In Dro's reality and consciousness, the day the Voyeur was viewing was simply another summer day. Another appearance of the Sun through his shabby, run down window. In an inverted world, where structure could be subsided by random taints, I would have the courage to compare this window to the typical stained window of the Catholic church. Sans, you know, the grandeur. And the structure.
But like I said...
He had his fan on through out the entire night. They say that the human mind has the compacity and will to ignore certain stimuli when it deems itself ready to shut off. Alejandro found his lullaby in the swiveling cooling device, with its four constant clicks that brought that fan from a distant right to a more cooling left, yet he was still moist from another ninety seven degree sleeping expedition.
Woe to the equator.
The Sun told him it was only going to get worse. It glared at him, piercing his closed eye lids and making him feel alive. Again. It was now appropriate to depart from his damp, humid mattress and do what he felt necessary.

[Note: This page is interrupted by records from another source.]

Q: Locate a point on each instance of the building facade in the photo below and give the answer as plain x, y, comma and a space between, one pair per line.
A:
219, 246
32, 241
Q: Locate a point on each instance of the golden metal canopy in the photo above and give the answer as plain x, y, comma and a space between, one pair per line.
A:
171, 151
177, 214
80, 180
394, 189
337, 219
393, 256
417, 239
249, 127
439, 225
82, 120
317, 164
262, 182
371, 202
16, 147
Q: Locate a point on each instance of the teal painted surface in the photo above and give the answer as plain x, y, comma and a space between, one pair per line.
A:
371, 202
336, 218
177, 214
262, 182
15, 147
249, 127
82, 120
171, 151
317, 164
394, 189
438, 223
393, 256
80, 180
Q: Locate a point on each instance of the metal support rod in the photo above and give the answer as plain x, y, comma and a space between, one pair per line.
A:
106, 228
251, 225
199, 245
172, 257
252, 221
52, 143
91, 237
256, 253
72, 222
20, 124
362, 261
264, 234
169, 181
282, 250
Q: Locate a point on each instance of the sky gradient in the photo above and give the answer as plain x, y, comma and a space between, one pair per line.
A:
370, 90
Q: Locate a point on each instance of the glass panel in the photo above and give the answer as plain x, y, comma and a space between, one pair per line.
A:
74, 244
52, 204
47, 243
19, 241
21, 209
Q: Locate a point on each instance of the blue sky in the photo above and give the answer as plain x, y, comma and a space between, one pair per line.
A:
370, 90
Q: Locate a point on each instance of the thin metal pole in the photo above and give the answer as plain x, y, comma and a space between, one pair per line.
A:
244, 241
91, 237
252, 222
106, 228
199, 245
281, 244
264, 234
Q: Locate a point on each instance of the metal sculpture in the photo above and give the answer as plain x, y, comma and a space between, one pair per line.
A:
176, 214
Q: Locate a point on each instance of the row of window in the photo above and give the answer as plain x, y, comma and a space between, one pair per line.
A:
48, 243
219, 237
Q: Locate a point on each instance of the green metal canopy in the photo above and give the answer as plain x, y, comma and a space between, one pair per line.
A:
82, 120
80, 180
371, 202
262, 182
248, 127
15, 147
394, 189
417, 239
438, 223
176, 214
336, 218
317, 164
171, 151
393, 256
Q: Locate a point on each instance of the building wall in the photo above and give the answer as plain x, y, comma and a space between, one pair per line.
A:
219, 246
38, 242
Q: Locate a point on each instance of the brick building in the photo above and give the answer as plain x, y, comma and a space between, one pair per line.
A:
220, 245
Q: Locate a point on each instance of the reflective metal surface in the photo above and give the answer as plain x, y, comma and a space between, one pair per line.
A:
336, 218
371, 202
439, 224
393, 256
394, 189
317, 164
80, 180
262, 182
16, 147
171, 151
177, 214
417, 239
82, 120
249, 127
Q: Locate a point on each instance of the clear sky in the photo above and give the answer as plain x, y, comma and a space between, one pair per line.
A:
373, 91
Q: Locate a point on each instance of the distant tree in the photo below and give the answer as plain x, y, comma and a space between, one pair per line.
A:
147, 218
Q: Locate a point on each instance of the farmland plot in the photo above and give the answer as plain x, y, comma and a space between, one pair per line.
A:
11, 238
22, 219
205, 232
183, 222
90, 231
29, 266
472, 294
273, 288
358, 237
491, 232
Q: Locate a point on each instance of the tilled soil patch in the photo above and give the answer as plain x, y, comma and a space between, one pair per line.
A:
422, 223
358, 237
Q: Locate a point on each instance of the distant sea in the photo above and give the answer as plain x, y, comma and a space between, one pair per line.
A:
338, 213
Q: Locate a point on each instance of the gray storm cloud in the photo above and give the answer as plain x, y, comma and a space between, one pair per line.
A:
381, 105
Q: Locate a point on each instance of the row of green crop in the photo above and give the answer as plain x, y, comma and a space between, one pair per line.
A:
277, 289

They also say that if exposed to the same conditions when your human mind finds the will and compacity to shut off, your human mind minds its independance to shut off and becomes dependant on repeated circumstance.
He felt it necessary to close his windows, turn the fan on a higher setting, and sleep for four more hours. If you were to ask Alejandro Manuel Garcia what he dreamt about in those tranquil, appeasing four hours he would tell you that he did not remember.
But the Voyeur was and is able to leap frog your and his beautiful human mindblocks:
Alejandro sat outside his home carrying a roll of toilet paper in his right hand and a tank of gasoline in the other. In his three room, one story home were an incomprable amount of people swaying and moving, causing his living arrangement, being only suited for himself and his mother, to sway and creak to the same rhythm, to the same heathen rhythm. Alejandro called to his mother, having no explanation as to why these people were in his home, wanting reassurance that it was not at her expense. He screamed, he cried, his vocal cords strummed and vibrated, but he could not sermount the caphonious melody that these people melded their souls to. Anger tapped Alejandro on the shoulder and offered him a free evaluation period of this emotional state. Alejandro did not know it then, but the man playing the role of Anger was, in declaration, his father.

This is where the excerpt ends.